Much of my empirical work uses proprietary data from firms. I’m fully aware of the problem this creates for science—my work is, by and large, not (easily) reproducible. There are some things I do to try to enhance the credibility of my work despite this limitation, which I’ll save for another blog post, but I have an idea that I want to try and I think other similarly situated researchers should try: ask the data provider to agree to some release date in the future—potentially far in the future.

Research: Can I release this data next year?

Lawyer: No way.

Research: How about 5 years?

Lawyer: No.

How about 15?

Lawyer: Hmm (thinks they might be around in 15 years). Still no.

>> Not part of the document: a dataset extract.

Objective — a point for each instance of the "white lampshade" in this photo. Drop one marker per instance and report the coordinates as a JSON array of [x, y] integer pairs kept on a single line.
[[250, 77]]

How about 40 years from now?

Lawyer: (50 year old lawyer contemplates own mortality) Uh, sure, OK.

Given my age, I’m not likely to be the one to work with this 40 year old data, but I’m pretty sure there will be empirical economists in 40 years who might like to revisit some aspect of the data I’ve worked with, hopefully with much more sophisticated methods and theories.  

How could you actually make this happen? Well, obviously picking a storage medium that can stand the test of time could be challenging. I’ve heard good things about M-DISC and I’ve been burning 100 GB back-ups with a burner I bought. The discs supposedly can last for 1,000+ years.

The second part is the software and data. It’s too much of a burden to rewrite all your code in some future proof language and picking winners will be hard anyway. I think the most promising approach is to just use whatever you normally use, but save not just your code and data, but all the dependencies for the whole OS. In other words, use something like Docker image of the code and data needed to produce you paper, with a script that orchestrates the production of the paper from raw data to final PDF. I feel pretty confident that 50 years from now, some variant of linux will still be in use that can run—or easily run a virtual environment that mimics what we use today.

In addition to the technical issue, there is also a social one, which is how do you get your data out there in 50 or 100 years? If the timeline is long but not too long, I think adding a section to your will with instructions to your executor could be sufficient. I’ve been working on a “research will” which is how I’d like my various projects wrapped up if I were to suddenly pass. If there were some time-related data releases, you could add sections to your will that assigned the data releasing to a young colleague or perhaps some institution that will be persistent (e.g., the head of the dept at your university). If the timeline is really long (say 100+ years), I don’t have a great answer, but perhaps a university library would be willing to take on this role. I’d be curious to hear other ideas on how to make sure your “time capsule” gets opened.